More than any other region, sub-Saharan Africa is home to the highest number of child deaths – roughly 3 million in 2015. Despite some countries making improvements – and in some cases, dramatic gains – in child health in recent years, sub-Saharan Africa’s average child mortality rate is still almost 12 times the average of high-income countries. Many of these deaths are from entirely preventable and treatable causes, such as pneumonia, diarrhoea, malnutrition and malaria.
With proper care and treatment, nearly all of these deaths could be avoided. However, many health systems in low- and middle-income countries have a shortage of health-care workers, a lack of basic equipment, inadequate access to basic life-saving prevention and treatment tools, and poor infrastructure. Improving health systems is essential to saving the lives of mothers and children in the developing world.
Fortunately, simple, cost-effective solutions to improve maternal and child health already exist. Enabling women to plan and space births, treating infectious diseases and improving nutrition can help women stay healthy during pregnancy. Additionally, efforts to educate women – both in general and specifically during and immediately following their pregnancy – help ensure that mothers know how and when to seek health care services for themselves and their children.
Skilled care by a birth attendant during pregnancy and labour, emergency obstetric care, and immediate postnatal care all help reduce maternal mortality. These kinds of basic maternal health services before and after delivery could prevent up to 80% of maternal deaths, and have already helped cut the annual number of maternal deaths by 44% since 1990.
It is also possible to save many more children’s lives with low-cost interventions. Vaccinations against diseases like hepatitis B, Haemophilus influenzae type b (Hib), pertussis, measles, and yellow fever can save millions of lives each year. Since 2000, Gavi, the vaccine alliance, has supported the immunisation of 500 million children and has helped save 7 million young lives. Measles vaccination also resulted in a 79% drop in measles deaths between 2000 and 2015 worldwide. Simpler interventions like Vitamin A supplements, which cost as low as $1 per child per year, could save over a quarter of a million young lives annually by reducing the risk and severity of diarrhoea and infections, which could also be reduced by Oral Rehydration Salts (ORS) and zinc supplements.
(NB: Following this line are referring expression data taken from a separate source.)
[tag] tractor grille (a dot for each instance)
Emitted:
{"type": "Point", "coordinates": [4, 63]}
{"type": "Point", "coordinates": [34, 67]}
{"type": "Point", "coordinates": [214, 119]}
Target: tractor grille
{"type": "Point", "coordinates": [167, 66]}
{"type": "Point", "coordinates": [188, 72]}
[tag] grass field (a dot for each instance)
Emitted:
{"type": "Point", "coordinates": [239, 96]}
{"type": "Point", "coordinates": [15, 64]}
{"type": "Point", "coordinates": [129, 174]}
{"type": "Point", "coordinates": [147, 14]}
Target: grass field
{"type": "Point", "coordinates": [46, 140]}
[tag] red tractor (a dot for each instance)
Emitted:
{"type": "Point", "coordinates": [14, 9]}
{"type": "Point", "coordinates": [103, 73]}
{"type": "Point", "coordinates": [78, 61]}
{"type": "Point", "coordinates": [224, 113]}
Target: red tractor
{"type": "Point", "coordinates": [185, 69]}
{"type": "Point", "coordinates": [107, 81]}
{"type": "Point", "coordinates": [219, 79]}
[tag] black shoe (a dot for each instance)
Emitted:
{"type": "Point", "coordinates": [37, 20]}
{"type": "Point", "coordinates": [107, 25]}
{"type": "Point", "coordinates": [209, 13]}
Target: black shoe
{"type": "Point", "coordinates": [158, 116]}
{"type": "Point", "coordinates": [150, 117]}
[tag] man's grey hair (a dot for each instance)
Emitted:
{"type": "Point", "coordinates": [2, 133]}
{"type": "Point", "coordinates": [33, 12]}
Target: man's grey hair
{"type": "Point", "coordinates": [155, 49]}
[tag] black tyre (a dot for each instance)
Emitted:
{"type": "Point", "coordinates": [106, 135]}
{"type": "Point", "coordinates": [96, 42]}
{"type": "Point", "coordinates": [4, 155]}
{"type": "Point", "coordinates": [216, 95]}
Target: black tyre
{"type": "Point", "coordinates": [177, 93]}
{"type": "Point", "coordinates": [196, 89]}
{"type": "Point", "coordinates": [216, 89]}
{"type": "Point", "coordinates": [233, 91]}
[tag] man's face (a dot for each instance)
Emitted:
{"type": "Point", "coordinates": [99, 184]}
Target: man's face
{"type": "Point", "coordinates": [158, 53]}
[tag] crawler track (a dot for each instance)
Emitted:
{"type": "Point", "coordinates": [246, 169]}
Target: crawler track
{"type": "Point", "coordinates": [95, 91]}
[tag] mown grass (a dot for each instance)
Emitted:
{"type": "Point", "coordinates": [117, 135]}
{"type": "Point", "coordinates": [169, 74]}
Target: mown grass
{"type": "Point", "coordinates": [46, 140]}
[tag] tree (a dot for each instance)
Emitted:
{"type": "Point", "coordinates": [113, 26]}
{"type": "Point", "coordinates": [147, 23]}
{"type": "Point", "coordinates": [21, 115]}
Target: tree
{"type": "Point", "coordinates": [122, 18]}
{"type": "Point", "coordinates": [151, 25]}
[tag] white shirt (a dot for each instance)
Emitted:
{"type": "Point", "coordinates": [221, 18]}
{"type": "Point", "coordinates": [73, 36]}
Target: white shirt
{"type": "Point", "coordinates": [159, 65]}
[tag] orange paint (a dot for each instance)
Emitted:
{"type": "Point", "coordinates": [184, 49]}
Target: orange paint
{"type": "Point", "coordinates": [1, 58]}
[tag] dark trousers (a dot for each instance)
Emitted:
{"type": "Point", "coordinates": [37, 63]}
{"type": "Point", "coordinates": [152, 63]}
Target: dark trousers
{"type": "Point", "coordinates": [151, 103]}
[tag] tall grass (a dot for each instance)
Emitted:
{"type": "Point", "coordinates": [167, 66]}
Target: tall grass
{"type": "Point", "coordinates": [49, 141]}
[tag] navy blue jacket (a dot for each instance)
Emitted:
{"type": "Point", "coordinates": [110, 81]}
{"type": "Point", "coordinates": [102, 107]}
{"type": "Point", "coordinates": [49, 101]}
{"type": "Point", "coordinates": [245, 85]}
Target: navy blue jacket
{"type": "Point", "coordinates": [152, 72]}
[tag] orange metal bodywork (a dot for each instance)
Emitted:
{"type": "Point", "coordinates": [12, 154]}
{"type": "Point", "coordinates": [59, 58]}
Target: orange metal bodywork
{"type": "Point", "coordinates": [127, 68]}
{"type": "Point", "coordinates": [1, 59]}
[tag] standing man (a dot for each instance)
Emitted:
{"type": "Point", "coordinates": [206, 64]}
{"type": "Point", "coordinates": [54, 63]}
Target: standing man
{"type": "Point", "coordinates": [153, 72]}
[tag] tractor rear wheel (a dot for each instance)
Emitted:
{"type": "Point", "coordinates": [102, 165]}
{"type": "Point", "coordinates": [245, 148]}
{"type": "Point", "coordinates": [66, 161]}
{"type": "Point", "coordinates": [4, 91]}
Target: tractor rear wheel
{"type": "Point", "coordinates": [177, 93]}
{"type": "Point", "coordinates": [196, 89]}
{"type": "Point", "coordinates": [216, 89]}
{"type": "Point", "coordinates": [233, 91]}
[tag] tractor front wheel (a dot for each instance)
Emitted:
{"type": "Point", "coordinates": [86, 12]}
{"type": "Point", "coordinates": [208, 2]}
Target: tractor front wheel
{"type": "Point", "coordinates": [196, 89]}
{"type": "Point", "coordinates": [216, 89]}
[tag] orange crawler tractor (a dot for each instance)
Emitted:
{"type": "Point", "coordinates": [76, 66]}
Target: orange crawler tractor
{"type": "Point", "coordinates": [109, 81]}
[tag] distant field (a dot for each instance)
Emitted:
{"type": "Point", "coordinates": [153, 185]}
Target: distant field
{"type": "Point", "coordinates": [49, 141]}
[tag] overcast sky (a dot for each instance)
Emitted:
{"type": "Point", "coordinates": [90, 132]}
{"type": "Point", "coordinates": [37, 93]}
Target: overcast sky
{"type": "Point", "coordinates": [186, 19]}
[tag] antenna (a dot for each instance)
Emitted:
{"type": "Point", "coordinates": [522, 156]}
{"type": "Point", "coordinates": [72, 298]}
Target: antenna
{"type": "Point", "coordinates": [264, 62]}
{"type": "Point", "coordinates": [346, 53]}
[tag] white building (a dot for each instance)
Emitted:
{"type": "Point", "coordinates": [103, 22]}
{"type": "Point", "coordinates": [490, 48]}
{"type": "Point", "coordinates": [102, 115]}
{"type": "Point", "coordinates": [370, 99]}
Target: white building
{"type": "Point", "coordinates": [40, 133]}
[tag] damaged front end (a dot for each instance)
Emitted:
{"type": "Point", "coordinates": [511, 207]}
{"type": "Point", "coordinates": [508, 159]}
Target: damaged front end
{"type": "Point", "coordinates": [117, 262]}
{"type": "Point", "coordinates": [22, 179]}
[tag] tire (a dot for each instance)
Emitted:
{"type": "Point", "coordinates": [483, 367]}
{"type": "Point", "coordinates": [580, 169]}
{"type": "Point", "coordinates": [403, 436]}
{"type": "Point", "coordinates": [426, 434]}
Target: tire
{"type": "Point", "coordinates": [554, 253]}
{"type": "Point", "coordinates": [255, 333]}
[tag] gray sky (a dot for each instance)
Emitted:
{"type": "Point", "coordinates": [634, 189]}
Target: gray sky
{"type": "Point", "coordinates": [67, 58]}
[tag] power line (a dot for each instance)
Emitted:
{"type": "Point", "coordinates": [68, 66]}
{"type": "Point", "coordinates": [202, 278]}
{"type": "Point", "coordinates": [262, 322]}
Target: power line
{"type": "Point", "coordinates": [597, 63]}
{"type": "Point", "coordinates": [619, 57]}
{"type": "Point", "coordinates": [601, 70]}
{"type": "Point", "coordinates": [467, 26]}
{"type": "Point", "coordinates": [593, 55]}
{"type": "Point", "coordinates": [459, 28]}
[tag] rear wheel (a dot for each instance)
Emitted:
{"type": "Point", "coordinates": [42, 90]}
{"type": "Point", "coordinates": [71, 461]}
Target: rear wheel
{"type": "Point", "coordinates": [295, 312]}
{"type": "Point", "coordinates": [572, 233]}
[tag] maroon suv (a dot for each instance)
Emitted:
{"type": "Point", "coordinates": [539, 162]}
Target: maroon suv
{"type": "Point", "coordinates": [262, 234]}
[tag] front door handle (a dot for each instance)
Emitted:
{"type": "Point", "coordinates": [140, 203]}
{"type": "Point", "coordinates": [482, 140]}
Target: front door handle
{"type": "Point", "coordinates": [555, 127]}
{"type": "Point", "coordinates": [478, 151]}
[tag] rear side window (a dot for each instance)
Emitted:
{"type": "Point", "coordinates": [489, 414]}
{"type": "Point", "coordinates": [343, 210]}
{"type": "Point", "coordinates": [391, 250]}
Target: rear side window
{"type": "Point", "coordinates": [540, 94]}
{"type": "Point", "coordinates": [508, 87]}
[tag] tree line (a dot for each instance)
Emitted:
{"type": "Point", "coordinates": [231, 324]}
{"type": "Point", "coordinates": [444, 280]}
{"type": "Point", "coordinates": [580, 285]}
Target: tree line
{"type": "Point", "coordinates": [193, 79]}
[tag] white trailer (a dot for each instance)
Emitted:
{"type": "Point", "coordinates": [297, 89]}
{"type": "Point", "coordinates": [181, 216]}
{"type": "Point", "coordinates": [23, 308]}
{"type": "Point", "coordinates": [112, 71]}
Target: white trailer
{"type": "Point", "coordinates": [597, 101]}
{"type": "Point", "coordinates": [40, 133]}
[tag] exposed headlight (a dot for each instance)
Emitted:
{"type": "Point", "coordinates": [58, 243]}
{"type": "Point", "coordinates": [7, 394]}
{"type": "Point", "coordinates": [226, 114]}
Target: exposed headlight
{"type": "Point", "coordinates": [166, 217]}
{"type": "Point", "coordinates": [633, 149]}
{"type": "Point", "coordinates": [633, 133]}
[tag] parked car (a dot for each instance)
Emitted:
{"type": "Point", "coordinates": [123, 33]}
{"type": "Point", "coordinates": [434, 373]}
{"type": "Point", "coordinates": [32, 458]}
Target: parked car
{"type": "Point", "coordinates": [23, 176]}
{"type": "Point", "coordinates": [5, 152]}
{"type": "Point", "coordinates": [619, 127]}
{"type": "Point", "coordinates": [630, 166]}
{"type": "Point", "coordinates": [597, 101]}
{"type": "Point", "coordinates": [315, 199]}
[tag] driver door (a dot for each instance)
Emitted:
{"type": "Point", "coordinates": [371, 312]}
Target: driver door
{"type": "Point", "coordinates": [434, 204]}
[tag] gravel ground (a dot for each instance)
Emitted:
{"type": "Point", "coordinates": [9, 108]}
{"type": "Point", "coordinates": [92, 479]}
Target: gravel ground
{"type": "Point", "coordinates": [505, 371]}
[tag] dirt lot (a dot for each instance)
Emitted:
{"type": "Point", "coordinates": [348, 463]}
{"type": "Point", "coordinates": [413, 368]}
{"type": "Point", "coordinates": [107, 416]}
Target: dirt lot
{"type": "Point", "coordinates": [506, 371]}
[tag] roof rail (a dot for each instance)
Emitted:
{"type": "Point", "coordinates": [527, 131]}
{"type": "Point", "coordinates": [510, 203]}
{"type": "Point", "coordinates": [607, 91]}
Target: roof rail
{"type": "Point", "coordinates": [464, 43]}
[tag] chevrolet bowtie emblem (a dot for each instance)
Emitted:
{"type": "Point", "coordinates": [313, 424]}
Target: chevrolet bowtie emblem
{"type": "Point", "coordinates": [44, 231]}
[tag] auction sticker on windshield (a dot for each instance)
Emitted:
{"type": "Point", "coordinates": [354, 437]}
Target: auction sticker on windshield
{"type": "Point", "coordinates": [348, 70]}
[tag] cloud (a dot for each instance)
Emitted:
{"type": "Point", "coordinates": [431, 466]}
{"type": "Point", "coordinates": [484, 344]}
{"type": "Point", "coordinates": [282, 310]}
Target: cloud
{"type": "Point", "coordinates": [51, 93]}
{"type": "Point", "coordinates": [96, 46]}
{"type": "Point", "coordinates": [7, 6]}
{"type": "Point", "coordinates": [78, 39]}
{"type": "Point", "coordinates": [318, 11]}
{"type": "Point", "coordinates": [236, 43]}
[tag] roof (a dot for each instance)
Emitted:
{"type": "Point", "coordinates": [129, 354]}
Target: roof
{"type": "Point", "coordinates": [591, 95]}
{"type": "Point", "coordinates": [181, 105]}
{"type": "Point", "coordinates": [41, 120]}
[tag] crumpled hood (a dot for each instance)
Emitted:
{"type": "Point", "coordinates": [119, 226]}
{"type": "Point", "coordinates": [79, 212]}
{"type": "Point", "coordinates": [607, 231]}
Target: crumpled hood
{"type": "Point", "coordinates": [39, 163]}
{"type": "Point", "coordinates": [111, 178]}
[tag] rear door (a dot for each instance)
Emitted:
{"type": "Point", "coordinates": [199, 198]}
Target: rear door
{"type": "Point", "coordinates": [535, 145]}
Treatment to prevent mother-to-child transmission of HIV, anti-malarial bed nets and the promotion of breastfeeding and proper nutrition can also guard against infectious diseases and ensure good health in the early stages of childhood.
The rapid drop in global child deaths in the last 20 years is one of the world’s most spectacular, and most hopeful, success stories. It shows what is possible with the right resources, programs and political will in place. But the story isn’t over yet – we have a long way to go before achieving the Sustainable Development Goals (SDG) targets to reduce the global maternal mortality ratio to less than 70 per 100,000 live births, the neonatal mortality ratio to at least 12 per 1,000 live births and under-5 mortality ratio to at least 25 per 1,000 live births. With millions of women and children still at risk of dying of preventable causes, maternal, newborn and child survival must remain at the heart of the post-2015 global development agenda.